Construire un nouveau continent de ressources
Voici une autre façon d'y penser. Dans le passé, débloquer la croissance économique s'accompagnait souvent d'inconvénients majeurs. L'économie s'est développée à mesure que les gens découvraient de nouveaux continents et ouvraient de nouvelles frontières. Mais ils ont colonisé des populations par la même occasion. Nous avons construit des usines, mais c'étaient des lieux de travail sombres et dangereux. Nous avons trouvé du pétrole, mais nous avons pollué la planète. Maintenant, parce que nous sommes encore en train de concevoir et de construire l'IA, nous avons le potentiel et l'opportunité de le faire mieux, radicalement mieux. Et aujourd'hui, nous ne découvrons pas un nouveau continent pour piller ses ressources. Nous en construisons un de toutes pièces. Parfois, on dit que les données ou les puces sont le nouveau pétrole du 21e siècle, mais c'est une image totalement fausse. L'IA est à l'esprit ce que la fusion nucléaire est à l'énergie. Illimitée, abondante, capable de changer le monde. Et l'IA est vraiment différente, et cela signifie que nous devons y penser de manière créative et honnête. Nous devons pousser nos analogies et nos métaphores dans leurs derniers retranchements pour être capables d'appréhender ce qui arrive. Car il ne s'agit pas seulement d'une énième invention. L'IA est elle-même un inventeur infini. Et oui, c'est à la fois passionnant, prometteur, inquiétant et intrigant. Pour être tout à fait honnête, c'est assez surréaliste.

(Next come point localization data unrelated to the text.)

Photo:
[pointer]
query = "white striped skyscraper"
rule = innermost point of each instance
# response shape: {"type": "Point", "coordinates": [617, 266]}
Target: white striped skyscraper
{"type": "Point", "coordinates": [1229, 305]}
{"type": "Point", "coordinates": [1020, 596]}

Conclusion : L'IA est un reflet de nous-mêmes
Mais prenez du recul, voyez cela sous l'angle du temps géologique, et ce sont vraiment les métaphores les plus appropriées que nous ayons aujourd'hui. Depuis le début de la vie sur Terre, nous avons évolué, changé et ensuite créé tout ce qui nous entoure dans notre monde humain actuel. Et l'IA n'est pas quelque chose en dehors de cette histoire. En fait, c'est tout le contraire. C'est l'ensemble de tout ce que nous avons créé, distillé en quelque chose avec lequel nous pouvons tous interagir et dont nous pouvons bénéficier. C'est un reflet de l'humanité à travers le temps, et en ce sens, ce n'est pas du tout une nouvelle espèce. C'est là que les métaphores s'arrêtent. Voici ce que je dirai à Caspian la prochaine fois qu'il demandera. L'IA n'est pas séparée. L'IA n'est même pas, dans certains sens, nouvelle. L'IA, c'est nous. C'est nous tous. Et c'est peut-être la chose la plus prometteuse et la plus vitale de toutes dont même un enfant de six ans peut avoir l'intuition. À mesure que nous développons l'IA, nous pouvons et devons refléter tout ce qui est bon, tout ce que nous aimons, tout ce qui est spécial chez l'humanité : notre empathie, notre gentillesse, notre curiosité et notre créativité. C'est, je dirais, le plus grand défi du 21e siècle, mais aussi l'opportunité la plus merveilleuse, inspirante et pleine d'espoir pour nous tous. Merci.